Arturo Herrera, Four Dancers, 2014
Installation view at BORCH Gallery, Berlin, 2015
Arturo Herrera, Dance, 2014

Arturo Herrera’s recent works for this exhibition pay tribute to the history of dance. The works take as their starting point a book of photographs by the late Russian-French Serge Lido entitled Danse, published in 1947, from which the exhibition borrows its name. Herrera lay objects from the BORCH print shop such as strings and twisted strips of metal over transparencies of the photographs to create collages made without cutting or gluing, and in doing so pushing the possibilities of collage further through the print medium. As in his earlier works based on dance such as Les Noces, 2007, Herrera joins a number of images together, in this case in sequence, collaging the photogravures into a performance of their own that extends the narrative from one frame to nine, from the ballet pose held in a fleeting instant, to multiple poses strung together to be experienced over the time we linger with them as viewers.

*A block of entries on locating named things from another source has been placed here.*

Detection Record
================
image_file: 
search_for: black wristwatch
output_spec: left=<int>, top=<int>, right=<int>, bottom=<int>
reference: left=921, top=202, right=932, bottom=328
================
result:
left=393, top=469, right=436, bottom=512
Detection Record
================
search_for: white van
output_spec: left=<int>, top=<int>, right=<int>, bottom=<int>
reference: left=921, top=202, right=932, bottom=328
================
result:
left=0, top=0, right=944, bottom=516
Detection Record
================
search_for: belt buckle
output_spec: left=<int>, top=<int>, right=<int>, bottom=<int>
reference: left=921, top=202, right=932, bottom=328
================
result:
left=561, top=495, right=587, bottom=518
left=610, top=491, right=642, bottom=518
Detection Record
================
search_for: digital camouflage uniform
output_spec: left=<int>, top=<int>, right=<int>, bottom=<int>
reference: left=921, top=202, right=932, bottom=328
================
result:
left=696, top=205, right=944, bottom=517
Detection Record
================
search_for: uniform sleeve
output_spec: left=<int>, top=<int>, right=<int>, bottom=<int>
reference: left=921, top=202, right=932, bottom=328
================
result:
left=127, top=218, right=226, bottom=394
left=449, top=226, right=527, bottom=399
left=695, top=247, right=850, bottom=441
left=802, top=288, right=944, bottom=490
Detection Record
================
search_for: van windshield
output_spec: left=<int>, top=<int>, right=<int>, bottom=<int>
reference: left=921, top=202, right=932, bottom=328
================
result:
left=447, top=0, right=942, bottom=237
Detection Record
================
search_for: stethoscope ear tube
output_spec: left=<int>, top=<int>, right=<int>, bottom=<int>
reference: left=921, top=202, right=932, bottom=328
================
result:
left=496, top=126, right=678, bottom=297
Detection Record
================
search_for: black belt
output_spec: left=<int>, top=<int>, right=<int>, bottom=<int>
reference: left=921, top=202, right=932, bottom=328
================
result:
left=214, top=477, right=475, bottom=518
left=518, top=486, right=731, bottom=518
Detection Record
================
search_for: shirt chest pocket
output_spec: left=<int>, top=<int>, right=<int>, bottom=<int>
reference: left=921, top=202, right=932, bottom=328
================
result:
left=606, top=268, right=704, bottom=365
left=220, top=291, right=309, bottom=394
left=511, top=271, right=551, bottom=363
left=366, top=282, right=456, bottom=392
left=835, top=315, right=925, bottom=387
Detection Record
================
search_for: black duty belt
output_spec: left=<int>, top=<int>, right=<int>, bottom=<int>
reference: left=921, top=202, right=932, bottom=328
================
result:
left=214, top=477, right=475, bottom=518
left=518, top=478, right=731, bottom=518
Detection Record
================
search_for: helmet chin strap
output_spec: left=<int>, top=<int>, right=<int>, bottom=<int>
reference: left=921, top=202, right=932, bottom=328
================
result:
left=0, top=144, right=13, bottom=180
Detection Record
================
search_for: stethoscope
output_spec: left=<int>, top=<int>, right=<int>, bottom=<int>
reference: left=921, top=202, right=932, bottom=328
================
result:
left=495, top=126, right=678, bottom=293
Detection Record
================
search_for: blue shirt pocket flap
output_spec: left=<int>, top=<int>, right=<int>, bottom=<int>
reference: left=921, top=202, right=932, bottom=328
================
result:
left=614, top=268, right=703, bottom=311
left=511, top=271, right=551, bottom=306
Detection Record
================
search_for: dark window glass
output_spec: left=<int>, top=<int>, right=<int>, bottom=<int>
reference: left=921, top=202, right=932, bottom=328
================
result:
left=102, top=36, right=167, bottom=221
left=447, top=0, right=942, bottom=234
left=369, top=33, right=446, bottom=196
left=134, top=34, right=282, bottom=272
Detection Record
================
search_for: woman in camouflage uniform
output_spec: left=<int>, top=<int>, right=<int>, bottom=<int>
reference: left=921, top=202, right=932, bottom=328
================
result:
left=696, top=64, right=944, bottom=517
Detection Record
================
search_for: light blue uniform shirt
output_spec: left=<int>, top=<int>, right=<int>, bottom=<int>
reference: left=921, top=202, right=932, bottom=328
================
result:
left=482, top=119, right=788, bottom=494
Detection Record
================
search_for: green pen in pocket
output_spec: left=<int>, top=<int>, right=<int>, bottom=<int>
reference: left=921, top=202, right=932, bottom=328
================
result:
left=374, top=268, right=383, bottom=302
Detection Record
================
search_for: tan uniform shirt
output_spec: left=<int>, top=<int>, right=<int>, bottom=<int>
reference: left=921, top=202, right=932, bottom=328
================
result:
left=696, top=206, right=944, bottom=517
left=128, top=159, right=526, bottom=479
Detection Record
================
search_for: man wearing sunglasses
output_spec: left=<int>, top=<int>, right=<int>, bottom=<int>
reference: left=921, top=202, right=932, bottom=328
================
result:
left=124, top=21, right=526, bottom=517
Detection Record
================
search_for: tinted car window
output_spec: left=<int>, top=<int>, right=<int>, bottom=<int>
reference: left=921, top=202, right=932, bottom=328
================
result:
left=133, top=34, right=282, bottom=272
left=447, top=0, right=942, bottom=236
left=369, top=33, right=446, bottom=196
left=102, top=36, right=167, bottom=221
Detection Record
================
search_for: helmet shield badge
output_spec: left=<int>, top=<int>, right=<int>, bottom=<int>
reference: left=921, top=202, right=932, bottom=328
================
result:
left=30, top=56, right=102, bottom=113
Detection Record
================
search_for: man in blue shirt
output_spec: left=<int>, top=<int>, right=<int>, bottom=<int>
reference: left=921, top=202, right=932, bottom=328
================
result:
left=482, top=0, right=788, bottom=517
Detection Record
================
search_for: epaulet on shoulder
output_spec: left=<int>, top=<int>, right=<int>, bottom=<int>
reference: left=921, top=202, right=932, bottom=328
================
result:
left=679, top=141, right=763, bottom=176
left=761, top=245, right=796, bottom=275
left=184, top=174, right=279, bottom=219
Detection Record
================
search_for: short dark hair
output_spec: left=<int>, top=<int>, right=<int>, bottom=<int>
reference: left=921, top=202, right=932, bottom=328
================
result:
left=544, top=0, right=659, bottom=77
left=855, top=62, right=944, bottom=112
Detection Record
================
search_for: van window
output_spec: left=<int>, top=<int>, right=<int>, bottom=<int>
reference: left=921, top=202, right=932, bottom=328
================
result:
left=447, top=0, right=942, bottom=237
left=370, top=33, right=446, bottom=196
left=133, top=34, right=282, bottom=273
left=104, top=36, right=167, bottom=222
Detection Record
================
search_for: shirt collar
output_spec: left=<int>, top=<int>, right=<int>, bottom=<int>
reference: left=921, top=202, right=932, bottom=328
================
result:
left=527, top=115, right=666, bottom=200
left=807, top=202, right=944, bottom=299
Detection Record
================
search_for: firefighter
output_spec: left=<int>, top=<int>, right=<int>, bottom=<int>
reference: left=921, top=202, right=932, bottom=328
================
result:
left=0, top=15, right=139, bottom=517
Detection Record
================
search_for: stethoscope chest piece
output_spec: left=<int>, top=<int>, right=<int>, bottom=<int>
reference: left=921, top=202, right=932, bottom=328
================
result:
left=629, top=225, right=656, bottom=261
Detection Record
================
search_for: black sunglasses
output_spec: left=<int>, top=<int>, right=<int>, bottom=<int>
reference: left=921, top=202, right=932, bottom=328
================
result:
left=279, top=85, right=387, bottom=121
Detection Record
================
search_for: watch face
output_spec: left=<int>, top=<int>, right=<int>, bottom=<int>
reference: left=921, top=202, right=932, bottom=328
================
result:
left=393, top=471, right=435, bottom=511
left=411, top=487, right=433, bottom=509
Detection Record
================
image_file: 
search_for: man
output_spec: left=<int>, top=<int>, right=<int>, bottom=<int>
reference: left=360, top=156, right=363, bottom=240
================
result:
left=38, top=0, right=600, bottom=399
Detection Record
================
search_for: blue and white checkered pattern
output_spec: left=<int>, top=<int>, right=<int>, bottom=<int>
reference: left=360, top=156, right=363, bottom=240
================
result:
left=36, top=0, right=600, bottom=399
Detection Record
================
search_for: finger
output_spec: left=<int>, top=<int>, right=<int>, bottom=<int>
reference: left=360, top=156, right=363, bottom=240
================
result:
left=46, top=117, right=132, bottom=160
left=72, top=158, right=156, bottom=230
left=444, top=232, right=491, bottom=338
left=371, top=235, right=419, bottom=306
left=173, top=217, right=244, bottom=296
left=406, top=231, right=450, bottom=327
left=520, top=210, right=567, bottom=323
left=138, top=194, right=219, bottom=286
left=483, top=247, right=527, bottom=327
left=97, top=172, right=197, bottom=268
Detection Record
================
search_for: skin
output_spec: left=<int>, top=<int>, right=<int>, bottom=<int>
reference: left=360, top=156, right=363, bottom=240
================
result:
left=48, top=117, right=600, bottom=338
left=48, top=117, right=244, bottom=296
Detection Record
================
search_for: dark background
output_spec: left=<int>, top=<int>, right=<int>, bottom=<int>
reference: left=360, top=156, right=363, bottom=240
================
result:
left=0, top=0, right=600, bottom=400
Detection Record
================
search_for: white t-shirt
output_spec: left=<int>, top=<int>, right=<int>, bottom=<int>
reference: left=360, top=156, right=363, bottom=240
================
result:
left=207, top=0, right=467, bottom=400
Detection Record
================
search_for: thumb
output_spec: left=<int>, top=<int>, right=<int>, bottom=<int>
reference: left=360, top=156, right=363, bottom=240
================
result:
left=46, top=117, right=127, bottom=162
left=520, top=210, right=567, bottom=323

Herrera’s interventions revive these forgotten portraits of ballet: he fragments them, collages them, colours them, groups them, and in doing so, brings a new resonance and response to the work, an apt impetus considering that ballet, rehearsals and performances, unlike many other forms of art, are never seen or danced in the same way again, and can only be appreciated and momentarily experienced in the aftermath through photography, film, and in this instance, collage. Herrera re-frames these precious moments in time through his transformative series of photogravure collages.